Si a todo eso añadimos la inveterada costumbre de ir barriendo progresivamente a las generaciones precedentes que trae consigo lo de ser jóvenes y buscar su lugar en el mundo, y el modo en que eso se traduce en, admitámoslo, crueldad innecesaria, no es de extrañar que nos encontremos con lo que nos estamos encontrando.

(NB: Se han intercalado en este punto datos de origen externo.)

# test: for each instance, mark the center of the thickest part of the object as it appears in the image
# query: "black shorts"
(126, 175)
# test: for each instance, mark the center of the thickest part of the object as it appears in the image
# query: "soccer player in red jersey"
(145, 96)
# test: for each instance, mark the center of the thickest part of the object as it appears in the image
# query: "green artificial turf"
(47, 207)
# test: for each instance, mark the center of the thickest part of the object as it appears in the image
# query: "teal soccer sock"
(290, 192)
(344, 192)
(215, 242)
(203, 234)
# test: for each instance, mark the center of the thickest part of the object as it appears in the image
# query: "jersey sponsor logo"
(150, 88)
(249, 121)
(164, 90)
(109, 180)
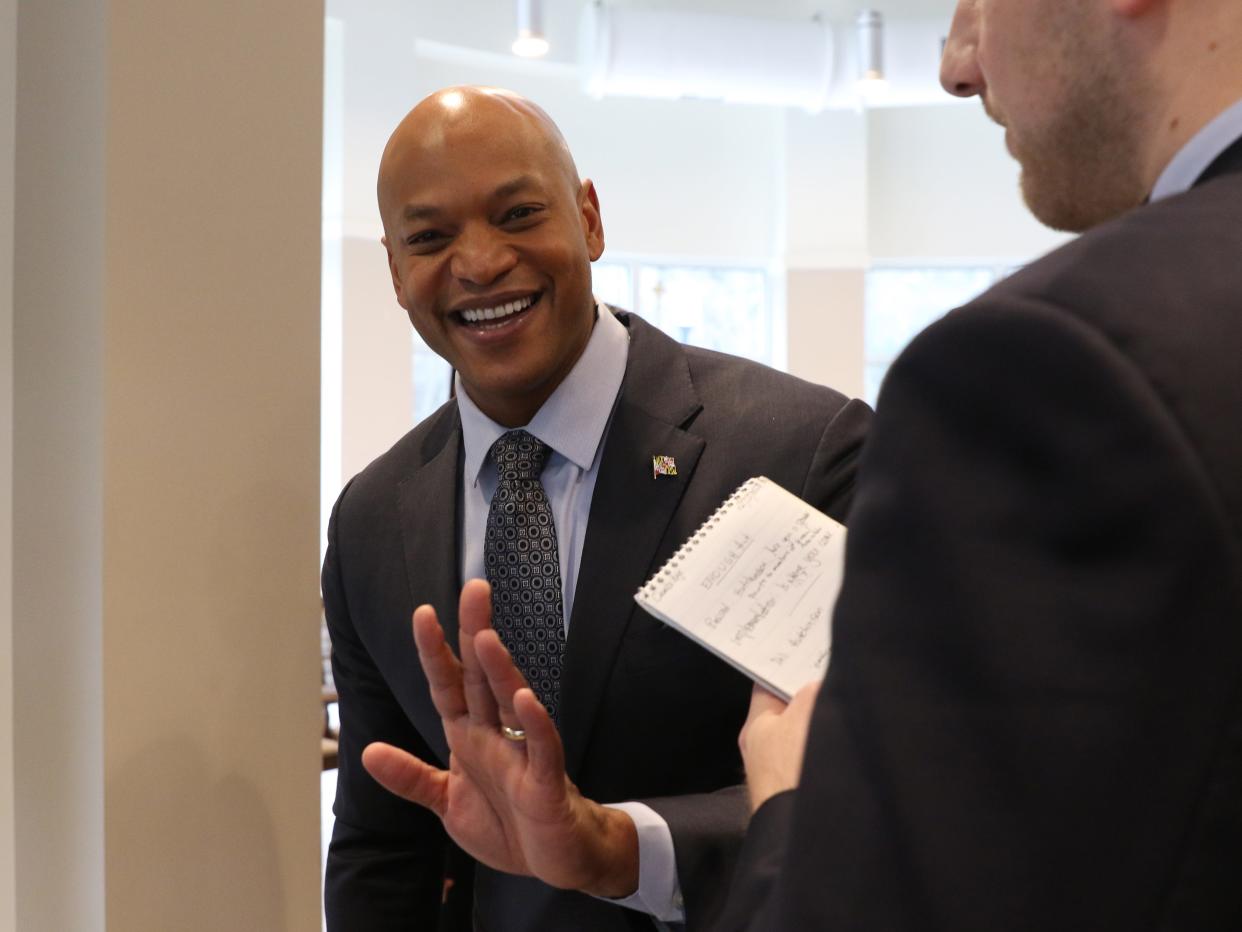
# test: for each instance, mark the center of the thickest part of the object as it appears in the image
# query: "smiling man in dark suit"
(630, 441)
(1033, 712)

A pesar de los edulcorantes con que se nos intenta hacer más fácil la deglución de lo inevitable (todos esos artículos bienintencionados que proclaman las bondades de una vejez activa, serena y feliz), se hace complicado asumir la progresiva ruina física, la pérdida de la agilidad mental o el triunfo de la ley de la gravedad. Y vienen las redes a terminar de arreglarlo: antes uno podía resignarse a que la aparente eterna juventud era cosa de famosísimas actrices de abultada billetera y cirujanos plásticos de cabecera. Ahora, gracias a la democratización de los procedimientos, la amplia oferta cosmética y la gran mentira de los filtros, cualquiera de nuestras compañeras de colegio aparece en Instagram como si acabara de dejar las aulas, y entonces, como una marea se extiende la necesidad imperiosa de alcanzar esas cotas de juventud, y venga cosméticos, venga tratamientos, venga cirugías, venga ejercicio desaforado, dietas, entrenadores personales, nutricionistas, gurús de cualquier calaña. Ser joven como obligación ineludible. Ser joven, mantenerse joven, como único objetivo en la vida.

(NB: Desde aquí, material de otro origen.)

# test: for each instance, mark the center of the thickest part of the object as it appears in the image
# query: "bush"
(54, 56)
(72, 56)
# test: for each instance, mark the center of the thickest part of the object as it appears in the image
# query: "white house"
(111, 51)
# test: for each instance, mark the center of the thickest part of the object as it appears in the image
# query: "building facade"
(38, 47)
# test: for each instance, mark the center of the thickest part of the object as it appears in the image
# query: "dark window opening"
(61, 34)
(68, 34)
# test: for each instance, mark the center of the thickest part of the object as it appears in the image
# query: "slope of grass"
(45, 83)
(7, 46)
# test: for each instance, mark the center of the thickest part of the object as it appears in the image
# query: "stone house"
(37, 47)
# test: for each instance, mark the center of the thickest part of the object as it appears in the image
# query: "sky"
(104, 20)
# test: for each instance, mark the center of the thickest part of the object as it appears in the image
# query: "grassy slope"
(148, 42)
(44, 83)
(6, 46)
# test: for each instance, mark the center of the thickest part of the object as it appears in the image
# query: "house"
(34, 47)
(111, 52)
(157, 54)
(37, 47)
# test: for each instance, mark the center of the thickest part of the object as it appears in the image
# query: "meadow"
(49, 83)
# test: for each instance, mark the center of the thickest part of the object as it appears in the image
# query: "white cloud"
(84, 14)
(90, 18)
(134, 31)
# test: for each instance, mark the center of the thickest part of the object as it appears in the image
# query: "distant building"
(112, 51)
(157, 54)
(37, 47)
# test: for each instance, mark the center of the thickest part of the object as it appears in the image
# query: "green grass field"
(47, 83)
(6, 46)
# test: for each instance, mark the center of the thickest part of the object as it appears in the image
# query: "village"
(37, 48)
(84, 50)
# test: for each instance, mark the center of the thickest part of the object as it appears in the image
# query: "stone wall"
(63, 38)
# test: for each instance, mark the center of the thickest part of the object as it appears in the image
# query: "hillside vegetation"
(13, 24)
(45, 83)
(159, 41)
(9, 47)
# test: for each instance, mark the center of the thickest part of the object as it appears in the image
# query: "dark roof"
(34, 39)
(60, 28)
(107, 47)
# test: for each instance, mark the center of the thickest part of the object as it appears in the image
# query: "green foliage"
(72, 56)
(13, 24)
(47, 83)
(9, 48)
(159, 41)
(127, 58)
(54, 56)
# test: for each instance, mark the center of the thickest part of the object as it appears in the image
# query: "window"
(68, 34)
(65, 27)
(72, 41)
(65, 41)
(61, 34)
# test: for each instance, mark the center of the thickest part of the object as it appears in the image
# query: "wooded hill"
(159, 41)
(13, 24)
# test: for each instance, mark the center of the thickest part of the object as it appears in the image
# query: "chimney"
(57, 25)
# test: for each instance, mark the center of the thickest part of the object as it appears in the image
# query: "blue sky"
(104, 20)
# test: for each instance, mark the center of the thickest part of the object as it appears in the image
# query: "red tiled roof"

Y seamos justos: aquí las responsabilidades hay que repartirlas. La midorexia, esa obsesión que tiene mucho de religión que persigue la tersura de la piel y la dureza del cuerpo, las cabezas pobladas (por fuera) y las tallas 38, igual no sería abrazada por tanta gente si el edadismo, ese desprecio que arrincona inmisericorde, no fuera igual de implacable. Si la experiencia no cotizara a la baja y la imagen no se hubiera convertido en el único activo. Si el negocio de la longevidad no supusiera tan altos beneficios. Si hacerse mayor, y lo que supone, no se contemplara como una maldición bíblica, un defecto a subsanar, algo que ha terminado por venderse como evitable. Como si se pudiera.
Entre tanto, ahí vamos, con rostros que parecen máscaras, con implantes de todo tipo, inflados de bótox, atiborrados de suplementos, y enfundados en ropa deportiva, persiguiendo no se sabe muy bien qué elixir mágico, viendo cómo aumenta el número de midoréxicos, que a fuerza de estirarse tanto la piel terminan también por hacerse un lifting en el cerebro.